Ketika pekerjaan jarak jauh semakin populer, Jepang bertujuan untuk menarik lebih banyak digital nomad dengan harapan dapat meningkatkan perekonomian lokal di tengah tantangan demografi.
Digital nomaden bekerja dari jarak jauh dan mengandalkan teknologi untuk melakukan pekerjaannya. Istilah ini mulai populer sekitar pertengahan tahun 2000an ketika pekerjaan jarak jauh dan aksesibilitas internet semakin meluas.
Situs informasi perjalanan A Brother Abroad memperkirakan ada sekitar 35 juta digital nomad di seluruh dunia. Rata-rata digital nomad juga menghabiskan $22.500 per tahun, belum termasuk uang yang diinvestasikan dalam bisnis mereka sendiri, sehingga berkontribusi terhadap perekonomian lokal.
Dengan diperkenalkannya “Visa Pengembara Digital” yang berlaku selama enam bulan pada bulan Maret, Jepang bergabung dengan negara-negara lain di kawasan ini dalam upaya menarik pekerja jarak jauh yang berketerampilan tinggi. Kebijakan-kebijakan ini dipandang sebagai bagian penting dari strategi negara yang lebih luas untuk mengatasi populasi menua dan memperlambat pertumbuhan ekonomi.
Pemegang visa tersebut, bersama dengan pasangan dan anaknya, untuk tetap berada di negara tersebut hingga enam bulan, asalkan mereka memiliki penghasilan minimal 10 juta yen (sekitar $66,700).
Setelah jangka waktu ini berakhir, mereka harus menunggu enam bulan lagi sebelum mengajukan permohonan kembali.

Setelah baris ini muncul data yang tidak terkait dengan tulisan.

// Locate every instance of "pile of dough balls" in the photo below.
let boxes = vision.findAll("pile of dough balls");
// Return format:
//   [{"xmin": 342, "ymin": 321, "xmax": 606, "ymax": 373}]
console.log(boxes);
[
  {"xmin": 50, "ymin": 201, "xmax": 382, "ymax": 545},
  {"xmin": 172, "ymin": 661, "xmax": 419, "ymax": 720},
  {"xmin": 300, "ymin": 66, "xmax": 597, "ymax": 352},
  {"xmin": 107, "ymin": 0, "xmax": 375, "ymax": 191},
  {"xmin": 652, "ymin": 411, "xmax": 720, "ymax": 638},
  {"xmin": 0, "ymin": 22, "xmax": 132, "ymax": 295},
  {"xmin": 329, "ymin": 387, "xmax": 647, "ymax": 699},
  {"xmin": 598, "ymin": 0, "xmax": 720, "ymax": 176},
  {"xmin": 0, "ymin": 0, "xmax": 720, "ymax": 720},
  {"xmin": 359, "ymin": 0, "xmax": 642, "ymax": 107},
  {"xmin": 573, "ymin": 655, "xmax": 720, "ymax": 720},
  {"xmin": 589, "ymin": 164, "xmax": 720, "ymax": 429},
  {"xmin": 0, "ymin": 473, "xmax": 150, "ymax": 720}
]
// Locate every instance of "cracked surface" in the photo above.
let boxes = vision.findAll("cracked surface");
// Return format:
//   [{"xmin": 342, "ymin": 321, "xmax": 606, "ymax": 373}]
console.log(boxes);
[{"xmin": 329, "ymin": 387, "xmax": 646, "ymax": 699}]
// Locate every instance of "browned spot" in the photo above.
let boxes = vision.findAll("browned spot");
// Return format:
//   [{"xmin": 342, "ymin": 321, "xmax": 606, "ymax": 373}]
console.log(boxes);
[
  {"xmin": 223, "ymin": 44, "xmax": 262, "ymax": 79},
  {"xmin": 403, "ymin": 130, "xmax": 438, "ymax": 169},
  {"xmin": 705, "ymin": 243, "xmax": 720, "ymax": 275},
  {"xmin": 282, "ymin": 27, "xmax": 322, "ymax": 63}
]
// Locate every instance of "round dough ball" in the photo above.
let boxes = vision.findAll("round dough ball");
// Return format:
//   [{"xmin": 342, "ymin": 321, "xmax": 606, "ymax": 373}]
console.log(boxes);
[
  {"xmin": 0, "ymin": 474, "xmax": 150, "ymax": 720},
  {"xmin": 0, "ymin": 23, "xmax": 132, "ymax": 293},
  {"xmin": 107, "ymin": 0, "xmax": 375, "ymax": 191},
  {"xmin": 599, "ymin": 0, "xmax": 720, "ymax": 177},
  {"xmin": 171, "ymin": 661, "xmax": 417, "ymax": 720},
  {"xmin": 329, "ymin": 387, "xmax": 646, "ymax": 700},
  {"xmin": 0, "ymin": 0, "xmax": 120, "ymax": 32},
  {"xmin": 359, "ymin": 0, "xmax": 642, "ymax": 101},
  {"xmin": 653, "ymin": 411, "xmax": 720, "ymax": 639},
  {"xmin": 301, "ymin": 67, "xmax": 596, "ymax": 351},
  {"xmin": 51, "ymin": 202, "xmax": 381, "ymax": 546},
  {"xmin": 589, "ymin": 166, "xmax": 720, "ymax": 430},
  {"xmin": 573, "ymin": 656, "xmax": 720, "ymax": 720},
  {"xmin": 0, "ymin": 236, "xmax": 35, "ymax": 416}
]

Kata pejabat eksekutif Japan Digital Nomad Association, Ryo Osera Itu Berita Jepang bahwa pembuatan visa adalah “langkah signifikan” yang diambil oleh pemerintah sambil menunjukkan bahwa durasi visa lebih pendek dibandingkan negara-negara lain di kawasan ini. Hal ini juga menghalangi pemegang izin untuk menandatangani kontrak dengan perusahaan lokal.
Osera menyerukan fokus untuk menarik lebih banyak penduduk jangka panjang ke Jepang, negara yang menghadapi masyarakat lanjut usia dan penurunan angka kelahiran.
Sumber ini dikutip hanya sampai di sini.